We would like to point out at once that this is a warm salad, lest you wonder why we would feature a salad in November. Perhaps a more fitting description would be Mélange of Farro, Roasted Carrots, and Feta with Tender Greens, but that is rather a mouthful, isn’t it? No matter how you choose to think of it, we assure you that the recipe is seasonally appropriate — you wouldn’t want to be roasting and boiling in the heat of summer, after all!  At the end of the day, what matters is this: here is a completely and exceptionally satisfying dish, the perfect combination of savoury, sweet, and salty. Enough said.

You’ll find farro near the rices and other grains at the market.

Farro Salad with Roasted Carrots and Feta

1 lb. 2 oz. carrots, peeled and halved or quartered
2 red onions, peeled and quartered
1-2 tbs. olive oil
7 oz. farro (about 1¼ cup)
4 oz. baby spinach
2 oz. feta

For the dressing:

3 tbs. red wine vinegar
2 tbs. extra-virgin olive oil
1 tbs. honey
1 tbs. water
2 garlic cloves, minced
1 tsp. ground cumin
1 tsp. smoked paprika
small handful parsley, finely chopped (about 1 tbs.)
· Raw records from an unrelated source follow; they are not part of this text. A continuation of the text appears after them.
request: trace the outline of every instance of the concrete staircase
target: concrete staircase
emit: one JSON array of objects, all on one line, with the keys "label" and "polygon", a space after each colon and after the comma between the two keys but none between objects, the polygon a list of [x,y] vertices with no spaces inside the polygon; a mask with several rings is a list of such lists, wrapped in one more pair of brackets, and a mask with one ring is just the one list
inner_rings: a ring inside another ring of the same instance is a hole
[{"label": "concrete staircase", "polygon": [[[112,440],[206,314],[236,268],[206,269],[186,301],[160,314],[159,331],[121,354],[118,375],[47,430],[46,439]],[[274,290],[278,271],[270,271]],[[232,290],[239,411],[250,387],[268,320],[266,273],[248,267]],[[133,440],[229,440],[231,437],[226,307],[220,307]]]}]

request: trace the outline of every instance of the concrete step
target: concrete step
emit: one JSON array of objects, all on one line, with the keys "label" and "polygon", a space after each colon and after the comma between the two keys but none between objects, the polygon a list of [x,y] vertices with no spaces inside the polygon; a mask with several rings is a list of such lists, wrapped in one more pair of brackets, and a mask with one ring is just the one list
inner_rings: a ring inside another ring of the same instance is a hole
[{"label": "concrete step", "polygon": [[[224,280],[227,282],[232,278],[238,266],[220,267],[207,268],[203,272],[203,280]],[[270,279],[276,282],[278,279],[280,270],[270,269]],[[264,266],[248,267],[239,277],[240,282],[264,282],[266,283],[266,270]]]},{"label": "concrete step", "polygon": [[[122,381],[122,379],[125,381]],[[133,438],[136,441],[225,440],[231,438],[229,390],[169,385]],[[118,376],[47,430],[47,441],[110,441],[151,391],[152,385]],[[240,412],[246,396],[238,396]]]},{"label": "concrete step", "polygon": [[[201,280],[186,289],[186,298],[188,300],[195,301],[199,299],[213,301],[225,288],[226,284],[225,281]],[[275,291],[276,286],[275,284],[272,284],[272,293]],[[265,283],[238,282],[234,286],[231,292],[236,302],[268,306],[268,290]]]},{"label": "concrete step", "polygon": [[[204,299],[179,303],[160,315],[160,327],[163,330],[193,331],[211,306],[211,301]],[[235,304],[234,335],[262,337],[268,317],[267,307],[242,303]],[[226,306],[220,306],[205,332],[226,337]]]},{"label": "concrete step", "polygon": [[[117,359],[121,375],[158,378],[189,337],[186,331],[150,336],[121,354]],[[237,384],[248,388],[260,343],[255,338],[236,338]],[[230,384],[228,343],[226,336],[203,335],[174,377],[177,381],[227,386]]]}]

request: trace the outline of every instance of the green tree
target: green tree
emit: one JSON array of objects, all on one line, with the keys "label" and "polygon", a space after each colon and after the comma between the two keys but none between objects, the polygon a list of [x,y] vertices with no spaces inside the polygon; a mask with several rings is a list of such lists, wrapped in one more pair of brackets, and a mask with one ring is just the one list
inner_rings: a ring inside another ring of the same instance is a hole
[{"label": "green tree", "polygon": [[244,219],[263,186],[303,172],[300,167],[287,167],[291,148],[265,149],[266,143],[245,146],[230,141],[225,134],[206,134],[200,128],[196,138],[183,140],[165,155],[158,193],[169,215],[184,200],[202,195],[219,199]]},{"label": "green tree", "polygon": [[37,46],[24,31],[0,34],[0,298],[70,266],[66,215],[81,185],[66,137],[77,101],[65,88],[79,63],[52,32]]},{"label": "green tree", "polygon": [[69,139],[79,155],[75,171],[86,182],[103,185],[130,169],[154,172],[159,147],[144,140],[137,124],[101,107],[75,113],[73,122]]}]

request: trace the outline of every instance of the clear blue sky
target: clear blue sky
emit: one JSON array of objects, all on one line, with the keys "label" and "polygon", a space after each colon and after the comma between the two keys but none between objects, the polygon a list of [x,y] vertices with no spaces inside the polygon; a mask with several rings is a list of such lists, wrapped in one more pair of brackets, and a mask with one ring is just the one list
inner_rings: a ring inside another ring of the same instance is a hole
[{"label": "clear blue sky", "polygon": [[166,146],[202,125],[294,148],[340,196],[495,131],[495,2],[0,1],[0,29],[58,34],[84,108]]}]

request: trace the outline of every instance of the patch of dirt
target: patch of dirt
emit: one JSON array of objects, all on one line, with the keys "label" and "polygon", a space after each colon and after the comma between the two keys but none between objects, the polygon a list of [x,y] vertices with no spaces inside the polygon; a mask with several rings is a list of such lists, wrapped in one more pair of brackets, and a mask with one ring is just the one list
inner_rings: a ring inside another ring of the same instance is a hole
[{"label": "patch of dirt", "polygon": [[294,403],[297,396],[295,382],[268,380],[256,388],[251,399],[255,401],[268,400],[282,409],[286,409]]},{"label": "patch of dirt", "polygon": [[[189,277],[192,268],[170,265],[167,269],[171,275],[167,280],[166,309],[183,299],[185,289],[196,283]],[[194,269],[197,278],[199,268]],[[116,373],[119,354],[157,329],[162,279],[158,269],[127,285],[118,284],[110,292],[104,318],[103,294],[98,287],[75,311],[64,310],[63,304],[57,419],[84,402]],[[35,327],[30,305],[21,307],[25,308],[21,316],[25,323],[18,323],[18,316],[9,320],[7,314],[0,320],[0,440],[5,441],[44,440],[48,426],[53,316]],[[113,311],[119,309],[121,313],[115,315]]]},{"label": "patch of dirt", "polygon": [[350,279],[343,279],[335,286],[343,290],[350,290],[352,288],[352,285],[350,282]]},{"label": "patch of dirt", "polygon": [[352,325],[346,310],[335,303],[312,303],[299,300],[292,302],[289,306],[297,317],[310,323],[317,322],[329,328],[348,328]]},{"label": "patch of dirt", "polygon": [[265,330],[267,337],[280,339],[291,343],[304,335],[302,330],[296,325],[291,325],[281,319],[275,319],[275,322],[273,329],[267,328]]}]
Heat the oven to 375°F. Put the carrots and onions in a large roasting tin, drizzle with the oil and season well with salt and freshly ground black pepper, tossing gently to coat. Roast for 25-35 minutes until tender and beginning to caramelize.
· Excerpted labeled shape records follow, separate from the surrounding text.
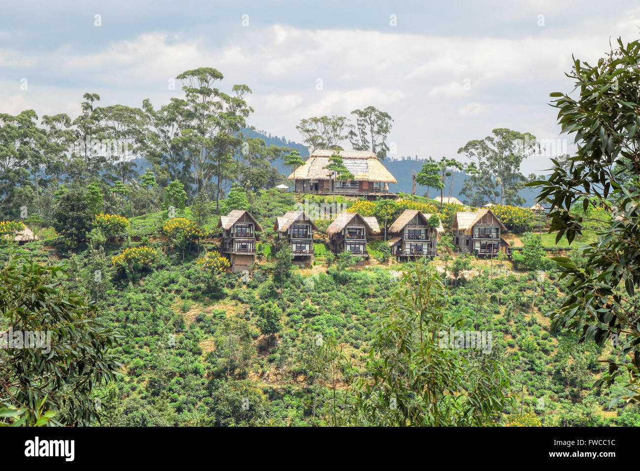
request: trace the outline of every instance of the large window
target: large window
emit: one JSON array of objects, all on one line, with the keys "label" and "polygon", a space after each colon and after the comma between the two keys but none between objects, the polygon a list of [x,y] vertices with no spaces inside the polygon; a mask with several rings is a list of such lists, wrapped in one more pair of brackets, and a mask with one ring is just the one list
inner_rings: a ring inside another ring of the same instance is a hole
[{"label": "large window", "polygon": [[476,228],[474,229],[474,236],[478,238],[497,238],[497,228]]},{"label": "large window", "polygon": [[244,236],[253,233],[253,224],[236,224],[234,227],[236,235]]},{"label": "large window", "polygon": [[422,240],[426,238],[426,230],[424,229],[408,229],[406,238],[412,240]]}]

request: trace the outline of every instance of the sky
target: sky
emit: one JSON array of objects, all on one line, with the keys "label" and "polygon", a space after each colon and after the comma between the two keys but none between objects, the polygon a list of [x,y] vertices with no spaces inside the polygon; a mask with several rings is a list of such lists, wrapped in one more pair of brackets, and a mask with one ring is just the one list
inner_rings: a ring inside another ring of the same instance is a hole
[{"label": "sky", "polygon": [[[549,93],[570,92],[572,55],[595,63],[640,35],[640,4],[503,1],[13,1],[0,17],[0,112],[158,107],[182,96],[180,73],[214,67],[246,84],[248,124],[300,142],[303,118],[370,105],[394,119],[393,153],[440,158],[495,128],[556,143],[528,174],[573,148]],[[348,143],[343,144],[350,148]],[[464,160],[461,158],[461,160]]]}]

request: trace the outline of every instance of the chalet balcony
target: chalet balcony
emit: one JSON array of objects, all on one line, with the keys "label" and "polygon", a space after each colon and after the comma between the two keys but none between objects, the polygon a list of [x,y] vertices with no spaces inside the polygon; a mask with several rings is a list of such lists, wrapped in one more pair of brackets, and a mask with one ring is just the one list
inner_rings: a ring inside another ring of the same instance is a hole
[{"label": "chalet balcony", "polygon": [[223,245],[220,247],[220,252],[223,252],[225,254],[255,254],[255,246],[234,247],[232,245]]},{"label": "chalet balcony", "polygon": [[357,249],[352,249],[351,250],[346,250],[345,252],[350,252],[354,255],[369,255],[369,251],[366,250],[358,250]]},{"label": "chalet balcony", "polygon": [[405,236],[404,240],[429,240],[429,236],[426,234],[415,234]]},{"label": "chalet balcony", "polygon": [[422,256],[423,255],[434,256],[436,254],[436,251],[433,249],[423,249],[422,250],[417,250],[416,249],[408,249],[406,250],[403,250],[402,249],[398,249],[397,251],[397,254],[401,256]]}]

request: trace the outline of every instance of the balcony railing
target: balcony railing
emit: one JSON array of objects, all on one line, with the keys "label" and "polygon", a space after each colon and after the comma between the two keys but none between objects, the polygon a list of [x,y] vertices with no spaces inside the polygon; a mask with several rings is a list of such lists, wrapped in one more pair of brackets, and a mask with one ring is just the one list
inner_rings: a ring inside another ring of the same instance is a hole
[{"label": "balcony railing", "polygon": [[474,239],[499,239],[500,235],[498,234],[476,234],[474,235]]},{"label": "balcony railing", "polygon": [[417,249],[410,249],[408,250],[403,250],[402,249],[398,249],[397,254],[398,255],[435,255],[436,251],[435,249],[423,249],[422,250],[417,250]]},{"label": "balcony railing", "polygon": [[358,250],[357,249],[347,249],[345,252],[351,252],[354,255],[369,255],[369,252],[364,250]]},{"label": "balcony railing", "polygon": [[404,236],[405,240],[429,240],[429,236],[426,234],[415,234]]}]

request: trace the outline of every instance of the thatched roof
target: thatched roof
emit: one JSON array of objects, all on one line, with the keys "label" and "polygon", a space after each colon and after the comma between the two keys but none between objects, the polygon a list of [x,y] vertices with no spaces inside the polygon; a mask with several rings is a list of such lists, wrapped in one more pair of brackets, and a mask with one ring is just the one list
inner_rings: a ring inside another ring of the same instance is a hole
[{"label": "thatched roof", "polygon": [[[372,226],[371,224],[373,223],[373,221],[371,220],[372,218],[371,217],[364,218],[360,215],[358,213],[348,213],[344,212],[336,216],[333,222],[329,224],[329,227],[326,228],[326,233],[329,235],[338,233],[351,224],[351,221],[353,220],[354,219],[359,219],[367,229],[373,234],[376,234],[380,231],[380,228],[378,225],[377,220],[375,221],[375,226]],[[375,220],[375,219],[376,218],[372,218],[374,220]],[[367,219],[369,220],[367,220]],[[357,220],[356,222],[357,222]]]},{"label": "thatched roof", "polygon": [[276,218],[276,224],[273,226],[273,230],[276,232],[286,232],[291,224],[297,220],[302,220],[308,222],[314,230],[317,231],[317,228],[309,217],[307,215],[304,211],[287,211],[284,216]]},{"label": "thatched roof", "polygon": [[238,220],[244,215],[245,213],[249,218],[253,221],[253,224],[255,225],[255,230],[259,232],[262,232],[262,228],[258,224],[258,221],[255,220],[253,216],[251,215],[250,213],[246,210],[233,210],[230,213],[227,214],[226,216],[221,216],[220,221],[218,223],[218,227],[222,226],[222,228],[225,231],[228,231],[231,229],[232,226],[235,224]]},{"label": "thatched roof", "polygon": [[402,240],[402,236],[396,236],[395,237],[392,237],[390,239],[387,241],[387,245],[389,247],[395,245],[396,243]]},{"label": "thatched roof", "polygon": [[324,167],[329,165],[329,157],[334,153],[342,158],[344,166],[353,174],[353,179],[356,181],[397,183],[394,176],[378,160],[376,154],[365,150],[314,150],[307,162],[296,169],[287,177],[288,179],[332,180],[332,172]]},{"label": "thatched roof", "polygon": [[[417,210],[404,210],[403,213],[398,216],[397,219],[394,221],[394,223],[391,224],[391,227],[389,228],[388,233],[390,234],[397,234],[402,232],[406,225],[409,224],[409,222],[415,217],[416,215],[420,215],[420,217],[422,219],[424,224],[429,224],[429,218],[433,216],[433,214],[426,213],[420,212]],[[438,218],[440,219],[440,217]],[[436,227],[436,231],[438,233],[444,232],[444,228],[442,227],[442,221],[440,221],[440,224]]]},{"label": "thatched roof", "polygon": [[456,213],[456,217],[453,220],[453,229],[458,231],[468,230],[477,224],[478,221],[487,214],[490,214],[497,220],[500,229],[503,231],[507,230],[506,227],[500,220],[500,219],[493,214],[493,212],[488,208],[479,209],[475,212],[472,211],[458,211]]},{"label": "thatched roof", "polygon": [[[440,203],[440,199],[442,199],[442,203],[448,203],[454,205],[462,205],[462,201],[456,198],[455,196],[443,196],[442,198],[440,196],[436,196],[433,198],[433,199],[438,203]],[[463,205],[464,206],[464,205]]]}]

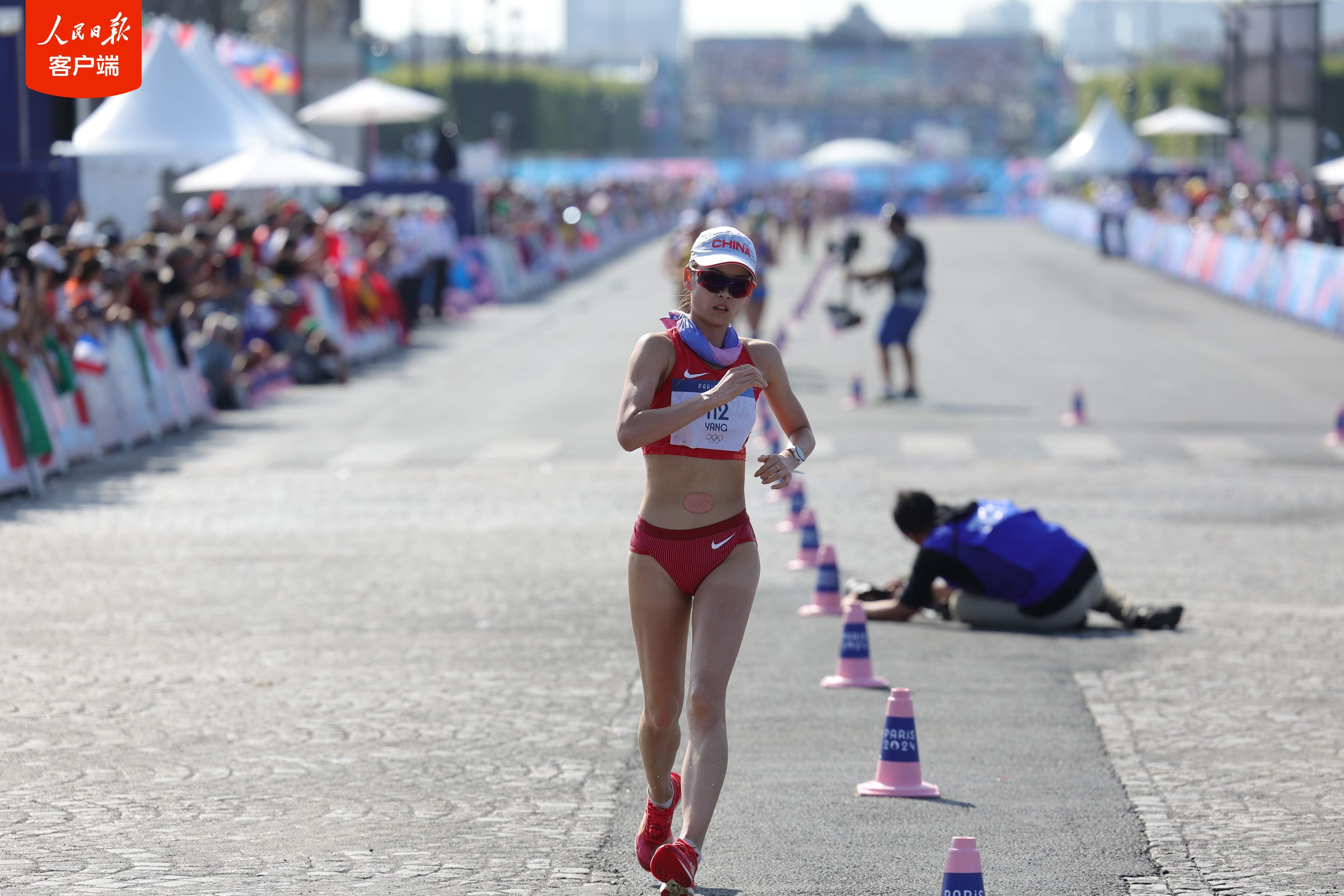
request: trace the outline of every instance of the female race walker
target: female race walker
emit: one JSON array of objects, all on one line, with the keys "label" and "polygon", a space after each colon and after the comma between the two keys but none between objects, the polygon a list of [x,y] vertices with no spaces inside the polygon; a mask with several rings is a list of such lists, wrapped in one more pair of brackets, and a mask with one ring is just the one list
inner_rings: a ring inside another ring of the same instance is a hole
[{"label": "female race walker", "polygon": [[[780,349],[739,340],[732,330],[757,271],[757,250],[741,231],[700,234],[683,273],[681,310],[668,313],[664,332],[640,337],[621,396],[617,438],[626,451],[644,449],[648,472],[629,556],[630,621],[644,681],[640,755],[649,785],[634,854],[663,881],[664,893],[695,892],[728,764],[724,696],[761,578],[743,494],[746,442],[761,394],[790,441],[785,453],[757,458],[762,484],[782,489],[814,446]],[[677,775],[683,697],[691,743]],[[681,837],[671,842],[683,782]]]}]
While the vegetables are roasting, boil the farro in a large pot of salted water for about 30 minutes or until tender. Drain well and tip into a bowl. Mix the dressing ingredients with some salt and freshly ground black pepper, then stir half through the warm grains.

When the vegetables finish cooking, pour over the remaining dressing and mix well. Toss with the grains and spinach, then crumble over the feta. Serves 4.

One Comment Post a comment
  1. Jinny #

    Great recipe! I’d never eaten farro and was interested in trying it. This dish is easy to prepare. The feta is a really nice addition to the warm salad as it melts a bit and mixes nicely. Delicious!